The independent citizens commission
that now sets pay for state elected officials today unanimously approved a 22.2 percent increase in authorized pay for most prosecutors
from the $124,394 that was to take effect July 1 to $152,000, exactly what the prosecutors had requested.
The recommendation will go out for public comment through May 13 and, unless that causes a change of heart, they go into effect in no more than 45 days.
Twenty-five prosecutors are covered by this increase. Three other prosecutors who've been allowed to have private law practice were to make $104,000 under 2015 legislation, though there is talk of converting them to full-time eventually. The independent commission recommended keeping that group at 85 percent of full prosecutor pay, or $129,200. Prosecutors got only a 1 percent pay raise from the legislature this year.

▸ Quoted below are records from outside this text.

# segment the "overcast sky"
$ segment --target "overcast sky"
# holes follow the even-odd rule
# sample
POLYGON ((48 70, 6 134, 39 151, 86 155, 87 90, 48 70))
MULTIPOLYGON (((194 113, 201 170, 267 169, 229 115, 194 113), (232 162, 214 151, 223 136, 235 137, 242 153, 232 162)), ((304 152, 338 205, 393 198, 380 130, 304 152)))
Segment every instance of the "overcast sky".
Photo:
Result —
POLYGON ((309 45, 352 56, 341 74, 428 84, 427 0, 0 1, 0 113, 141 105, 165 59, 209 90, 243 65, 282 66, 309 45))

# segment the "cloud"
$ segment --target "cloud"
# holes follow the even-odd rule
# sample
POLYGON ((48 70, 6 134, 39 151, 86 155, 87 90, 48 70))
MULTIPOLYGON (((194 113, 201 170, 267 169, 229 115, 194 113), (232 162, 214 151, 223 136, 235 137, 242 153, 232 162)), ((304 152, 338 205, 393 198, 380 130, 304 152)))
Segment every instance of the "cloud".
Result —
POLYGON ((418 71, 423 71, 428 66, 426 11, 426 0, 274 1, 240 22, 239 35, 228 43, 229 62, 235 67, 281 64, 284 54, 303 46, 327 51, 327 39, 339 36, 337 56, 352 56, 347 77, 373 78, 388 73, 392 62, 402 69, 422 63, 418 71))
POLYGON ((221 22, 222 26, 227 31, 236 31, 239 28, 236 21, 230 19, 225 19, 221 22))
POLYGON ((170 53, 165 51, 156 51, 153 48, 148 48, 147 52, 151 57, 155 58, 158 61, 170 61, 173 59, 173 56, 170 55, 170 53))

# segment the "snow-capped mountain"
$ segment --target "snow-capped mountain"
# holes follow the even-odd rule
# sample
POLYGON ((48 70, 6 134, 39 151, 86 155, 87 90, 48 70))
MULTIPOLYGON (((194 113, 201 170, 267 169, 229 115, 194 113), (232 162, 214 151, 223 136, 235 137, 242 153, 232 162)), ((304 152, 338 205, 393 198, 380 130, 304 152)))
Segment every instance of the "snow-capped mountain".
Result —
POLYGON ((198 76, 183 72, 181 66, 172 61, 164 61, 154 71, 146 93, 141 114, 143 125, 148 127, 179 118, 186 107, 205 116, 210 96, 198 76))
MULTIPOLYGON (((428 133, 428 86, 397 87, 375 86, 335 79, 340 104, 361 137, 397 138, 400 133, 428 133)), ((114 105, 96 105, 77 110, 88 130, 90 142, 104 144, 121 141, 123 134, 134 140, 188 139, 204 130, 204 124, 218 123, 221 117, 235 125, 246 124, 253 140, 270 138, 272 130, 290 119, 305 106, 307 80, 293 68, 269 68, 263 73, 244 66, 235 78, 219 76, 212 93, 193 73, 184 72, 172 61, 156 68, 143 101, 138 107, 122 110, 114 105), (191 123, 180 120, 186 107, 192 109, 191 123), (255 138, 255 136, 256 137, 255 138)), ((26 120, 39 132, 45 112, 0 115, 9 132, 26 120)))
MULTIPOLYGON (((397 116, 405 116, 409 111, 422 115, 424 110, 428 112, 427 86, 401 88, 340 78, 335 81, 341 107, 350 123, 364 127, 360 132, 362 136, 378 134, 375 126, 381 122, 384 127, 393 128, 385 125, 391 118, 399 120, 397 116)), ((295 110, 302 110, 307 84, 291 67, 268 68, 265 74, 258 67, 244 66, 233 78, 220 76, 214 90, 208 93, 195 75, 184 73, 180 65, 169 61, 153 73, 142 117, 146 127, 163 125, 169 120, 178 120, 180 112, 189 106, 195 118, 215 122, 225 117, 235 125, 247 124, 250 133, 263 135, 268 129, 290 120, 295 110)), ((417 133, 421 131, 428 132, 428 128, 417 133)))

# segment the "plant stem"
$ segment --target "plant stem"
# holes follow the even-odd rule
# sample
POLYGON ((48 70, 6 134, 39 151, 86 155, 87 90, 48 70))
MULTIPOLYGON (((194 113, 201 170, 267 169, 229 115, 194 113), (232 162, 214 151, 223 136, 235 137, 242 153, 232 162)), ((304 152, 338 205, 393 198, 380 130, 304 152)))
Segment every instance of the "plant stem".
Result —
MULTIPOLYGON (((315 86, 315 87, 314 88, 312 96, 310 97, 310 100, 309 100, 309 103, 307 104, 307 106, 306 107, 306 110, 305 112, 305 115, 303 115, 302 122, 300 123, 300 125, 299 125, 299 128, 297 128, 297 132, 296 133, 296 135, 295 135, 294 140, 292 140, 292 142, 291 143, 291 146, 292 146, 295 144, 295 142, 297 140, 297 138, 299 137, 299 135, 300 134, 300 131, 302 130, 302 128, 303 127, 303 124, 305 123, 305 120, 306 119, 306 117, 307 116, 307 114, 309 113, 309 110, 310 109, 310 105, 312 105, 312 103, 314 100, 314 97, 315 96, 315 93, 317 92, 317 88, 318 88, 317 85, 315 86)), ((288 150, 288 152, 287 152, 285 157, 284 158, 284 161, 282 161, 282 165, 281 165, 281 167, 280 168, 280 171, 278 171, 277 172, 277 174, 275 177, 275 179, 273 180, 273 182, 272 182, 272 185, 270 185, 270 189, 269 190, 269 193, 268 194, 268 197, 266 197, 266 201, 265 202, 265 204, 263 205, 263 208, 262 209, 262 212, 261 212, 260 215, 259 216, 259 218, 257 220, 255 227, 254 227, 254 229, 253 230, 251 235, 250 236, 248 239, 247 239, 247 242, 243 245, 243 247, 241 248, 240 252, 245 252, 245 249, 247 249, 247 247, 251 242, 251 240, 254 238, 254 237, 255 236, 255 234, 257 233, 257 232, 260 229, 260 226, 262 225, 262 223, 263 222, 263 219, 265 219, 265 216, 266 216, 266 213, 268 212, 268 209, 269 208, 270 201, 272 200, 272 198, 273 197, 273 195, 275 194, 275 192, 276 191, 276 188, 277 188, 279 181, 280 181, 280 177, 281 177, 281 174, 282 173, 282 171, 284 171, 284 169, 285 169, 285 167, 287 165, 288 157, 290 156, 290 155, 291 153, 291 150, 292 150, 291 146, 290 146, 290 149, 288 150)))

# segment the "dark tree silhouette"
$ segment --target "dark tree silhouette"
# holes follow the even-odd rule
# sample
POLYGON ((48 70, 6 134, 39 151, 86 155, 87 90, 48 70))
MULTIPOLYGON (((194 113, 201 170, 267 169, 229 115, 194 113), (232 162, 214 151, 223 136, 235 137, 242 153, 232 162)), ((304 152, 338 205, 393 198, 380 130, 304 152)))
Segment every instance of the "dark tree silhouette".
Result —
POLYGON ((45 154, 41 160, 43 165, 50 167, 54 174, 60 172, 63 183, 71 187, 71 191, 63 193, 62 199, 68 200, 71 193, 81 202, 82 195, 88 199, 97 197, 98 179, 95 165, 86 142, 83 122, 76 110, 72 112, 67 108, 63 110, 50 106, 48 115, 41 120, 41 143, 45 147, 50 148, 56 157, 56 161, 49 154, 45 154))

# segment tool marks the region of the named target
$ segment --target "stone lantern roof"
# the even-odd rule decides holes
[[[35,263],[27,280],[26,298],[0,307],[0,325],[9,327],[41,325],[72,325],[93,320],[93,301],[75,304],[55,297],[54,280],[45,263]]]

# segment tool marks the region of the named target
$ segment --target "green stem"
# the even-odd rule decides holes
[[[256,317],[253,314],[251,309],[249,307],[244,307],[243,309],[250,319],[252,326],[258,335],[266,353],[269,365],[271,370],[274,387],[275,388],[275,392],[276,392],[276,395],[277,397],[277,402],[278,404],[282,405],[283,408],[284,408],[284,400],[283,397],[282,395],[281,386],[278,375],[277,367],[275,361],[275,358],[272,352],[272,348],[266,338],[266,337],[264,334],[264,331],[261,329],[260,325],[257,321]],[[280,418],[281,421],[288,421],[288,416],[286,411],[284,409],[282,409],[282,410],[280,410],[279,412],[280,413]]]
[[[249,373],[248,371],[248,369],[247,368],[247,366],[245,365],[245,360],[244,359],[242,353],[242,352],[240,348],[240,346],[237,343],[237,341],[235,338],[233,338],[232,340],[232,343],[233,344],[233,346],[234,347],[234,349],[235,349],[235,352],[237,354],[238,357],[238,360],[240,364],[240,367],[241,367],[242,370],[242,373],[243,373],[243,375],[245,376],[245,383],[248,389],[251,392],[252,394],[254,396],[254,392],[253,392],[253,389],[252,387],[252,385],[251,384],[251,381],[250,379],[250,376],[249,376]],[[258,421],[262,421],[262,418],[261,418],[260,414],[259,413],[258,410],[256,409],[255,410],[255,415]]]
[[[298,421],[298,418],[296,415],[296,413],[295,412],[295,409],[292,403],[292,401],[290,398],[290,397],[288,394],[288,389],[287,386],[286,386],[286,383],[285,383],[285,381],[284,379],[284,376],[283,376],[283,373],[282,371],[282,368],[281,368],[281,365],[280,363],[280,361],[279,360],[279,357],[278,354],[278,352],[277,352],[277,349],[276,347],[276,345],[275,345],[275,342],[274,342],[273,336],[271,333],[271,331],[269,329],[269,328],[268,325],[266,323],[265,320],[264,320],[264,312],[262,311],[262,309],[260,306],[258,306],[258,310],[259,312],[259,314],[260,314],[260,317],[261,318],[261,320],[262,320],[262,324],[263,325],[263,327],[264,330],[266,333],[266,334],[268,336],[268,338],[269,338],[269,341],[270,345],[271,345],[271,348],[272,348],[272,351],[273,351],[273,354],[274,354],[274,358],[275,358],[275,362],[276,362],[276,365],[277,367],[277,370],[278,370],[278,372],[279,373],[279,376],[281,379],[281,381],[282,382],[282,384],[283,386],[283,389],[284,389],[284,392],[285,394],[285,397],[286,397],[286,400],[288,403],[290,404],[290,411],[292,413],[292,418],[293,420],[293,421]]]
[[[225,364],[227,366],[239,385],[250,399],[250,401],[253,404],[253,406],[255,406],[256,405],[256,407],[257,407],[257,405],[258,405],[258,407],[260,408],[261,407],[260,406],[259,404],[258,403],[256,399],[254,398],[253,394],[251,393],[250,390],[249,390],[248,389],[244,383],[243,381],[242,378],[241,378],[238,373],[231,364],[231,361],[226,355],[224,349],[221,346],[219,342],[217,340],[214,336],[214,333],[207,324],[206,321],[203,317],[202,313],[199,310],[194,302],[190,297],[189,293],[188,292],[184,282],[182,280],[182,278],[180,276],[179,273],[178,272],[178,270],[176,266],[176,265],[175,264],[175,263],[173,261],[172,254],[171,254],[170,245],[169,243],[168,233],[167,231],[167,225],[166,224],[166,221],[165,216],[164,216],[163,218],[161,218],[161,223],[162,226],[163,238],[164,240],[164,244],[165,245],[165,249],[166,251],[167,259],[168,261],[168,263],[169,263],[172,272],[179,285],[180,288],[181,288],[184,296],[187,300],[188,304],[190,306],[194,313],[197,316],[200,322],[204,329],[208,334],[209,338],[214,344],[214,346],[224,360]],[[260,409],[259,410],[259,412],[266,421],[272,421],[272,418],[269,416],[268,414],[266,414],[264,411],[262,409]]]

Prosecutors asked for 95 percent of the $160,000 pay given circuit judges, who also enjoy more lucrative retirement benefits than prosecutors. Prosecutors argue that the pay differential had made the prosecutor's offices a proving ground for the higher paying judgeships. The independent commission studies other neighboring and similar states in reaching its conclusions.
It had earlier set pay as stipuled by Amendment 94 for other state officials. The amendment didn't cover prosecutors, but the legislature this year modified the terms of the amendment, as it allowed, to include prosecutors as well.
The Bureau of Legislative Research compiled this comparison with other states.
Pulaski Prosecutor Larry Jegley, who heads the prosecutors association, made the case that a big portion of the offices' work is unseen, not just major criminal cases. He emphasized the discretion prosecutors must exercise in a variety of circumstances, including drug and other special courts. He said he was pleased with today's vote.